You wouldn't bet on it?

I bet I can get you to gamble on your next post.


----------



## magnum3.5 (Sep 19, 2003)

LOL! The mauvis is open at a select few bridges but Channel A will be 10 days before she's running.

Oh your right I'll go a beer on the day channel A starts to run. I say the 14th of April. :beer:


----------



## magnum3.5 (Sep 19, 2003)

Channel A is open and nearly ice free! NJ wanna buy the first one? Good luck to all I hope you catch a fish of a life time!!!

Just remember to take your trash with you gang,it is all private land along the Channel and landowners can shut it down.


----------



## Backwater Eddy (Jun 16, 2003)

Sounds like the bite is going preaty well up on the channel and on other culvert areas and points where current focuses fish to the North on DL.

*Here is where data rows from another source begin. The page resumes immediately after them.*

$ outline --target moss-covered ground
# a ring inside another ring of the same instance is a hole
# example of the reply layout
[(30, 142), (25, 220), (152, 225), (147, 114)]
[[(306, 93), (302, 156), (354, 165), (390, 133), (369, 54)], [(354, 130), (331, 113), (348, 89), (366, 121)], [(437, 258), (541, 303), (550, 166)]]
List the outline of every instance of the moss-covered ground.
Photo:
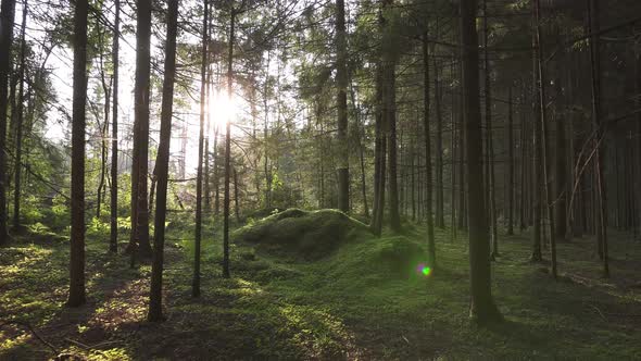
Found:
[(64, 306), (68, 240), (32, 234), (0, 248), (0, 359), (641, 359), (641, 244), (624, 234), (612, 237), (609, 279), (590, 238), (561, 244), (557, 282), (527, 261), (528, 235), (502, 236), (493, 290), (505, 321), (477, 328), (465, 235), (437, 232), (429, 277), (415, 272), (424, 228), (409, 224), (400, 236), (359, 232), (313, 260), (237, 241), (224, 279), (219, 231), (208, 227), (192, 299), (191, 229), (168, 226), (160, 324), (144, 321), (150, 266), (109, 254), (104, 233), (89, 237), (78, 309)]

Lots of big fish and eaters being caught the past few days. Lots of enforcement out too, expect to be checked for compliance and license.


----------



## honkerslayr (Dec 14, 2006)

Fishing has been ok on the channel depending where you are. It's not the best yet, but wait till the weather heats up then you will see more fish caught. The pike are already spawning and were Extremely finicky. only saw 3 pike caught out of our areas we tried and talked to everyone else who said they haven't seen one caught in awhile, but somehow we managed 3. Post spawn should be great thought.


----------



## goosehunternd (Mar 10, 2006)

there was guys nailing them 12 miles north of DL last saturday in the ditches, if you are trying for eyes I would say channel A would be the wrong spot, perfect for northerns but eyes are long gone from there.


----------



## Ed's Bait (Jul 26, 2002)

Anglers this week reported some excellent fishing on the coulees and bridges 
in the Devils Lake area. The key for the best fishing is to move around if 
the fish aren't in the area you're fishing. Chances are there's another area 
where they are. The pike started really strong and have since slowed a bit, 
but now the walleye action has picked up. Anglers are reporting good catches 
of eating sized males and some nice large females as well. Keep in mind these 
large fish are our future and we ask all fisherman to practice catch and 
release on these bigger females. Also, G&F rules require any fish caught 
behind the gill plate to be released as its rules consider those fish to be 
snagged and you will be issued a ticket. As for fishing for walleyes and 
pike, anglers are reporting the best success with jigs with plastic. This 
includes twister tails, mimic minnows, powerbait, and other jig/plastic body 
type jigs. White, chartreuse, firetiger, or silver/black all work at times. 
Some of the better areas include the bridges along the highways of the main 
lake, Channel A, the bridges of the Mauvee Coulee, Edmore Coulee, and the 
coulees going north of Lake Alice. Anglers are also reporting that those 
putting in small boats off the ditches are having some excellent success as 
they target the edges of the moving water and calmer water areas.


----------



## dosch (May 20, 2003)

http://www.ndtel.com/web-cams/lakewood.htm

Looks like Creel Bay is open today...


----------



## 94NDTA (May 28, 2005)

Any update on the walleyes? Water temp gone up high enough?


----------